Predict most likely next word from training data
Company: Bloomberg
Role: Software Engineer
Category: Coding & Algorithms
Difficulty: medium
Interview Round: Onsite
Quick Answer: This question evaluates proficiency in frequency-based language modeling and data-structure design, focusing on token sequence analysis, frequency counting, and handling boundary conditions.
Constraints
- 0 <= number of sentences <= 10^4
- 0 <= words per sentence <= 10^4
- Words are non-empty lowercase/mixed-case ASCII strings
- Sentinel for 'no next word' is the empty string ""
- Ties resolved by lexicographically smallest next word
Examples
Input: ([["I", "am", "sam"], ["am", "sam"]], ["I", "am", "sam"])
Expected Output: ["am", "sam", ""]
Explanation: "I"->"am" (1), "am"->"sam" (2 total), "sam" never has a following word so it returns the sentinel.
Input: ([["the", "cat", "the", "dog", "the", "cat"]], ["the"])
Expected Output: ["cat"]
Explanation: "the" is followed by "cat" twice and "dog" once, so the most frequent next word is "cat".

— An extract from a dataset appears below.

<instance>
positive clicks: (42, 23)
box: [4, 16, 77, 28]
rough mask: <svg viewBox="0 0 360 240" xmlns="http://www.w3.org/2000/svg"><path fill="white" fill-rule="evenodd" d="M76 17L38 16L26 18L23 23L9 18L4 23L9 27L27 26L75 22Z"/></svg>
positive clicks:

Input: ([["a", "b"], ["a", "c"]], ["a"])
Expected Output: ["b"]
Explanation: "a"->"b" and "a"->"c" both have count 1; the tie is broken lexicographically, so "b" wins.
Input: ([], ["x"])
Expected Output: [""]
Explanation: Empty training data yields no transitions, so the query returns the empty-string sentinel.
Input: ([["hello"]], ["hello", "world"])
Expected Output: ["", ""]
Explanation: "hello" appears only at sentence end (no following word) and "world" never appears, so both return the sentinel.
Input: ([["x", "y", "z", "y", "w"], ["x", "y"]], ["x", "y", "z", "w"])
Expected Output: ["y", "w", "y", ""]
Explanation: "x"->"y" (2). "y"->"z" (1) and "y"->"w" (1) tie, lexicographic pick is "w". "z"->"y" (1). "w" is only at an end, so it returns the sentinel.
Hints
- Make one pass over every sentence and, for each adjacent pair (a, b), increment a nested count map: counts[a][b] += 1.
- To answer a query for word w, scan counts[w] and pick the entry with the highest count; on equal counts prefer the lexicographically smaller word.
- If w isn't a key in your map (or it appears only at sentence ends), there are no transitions — return the empty string "".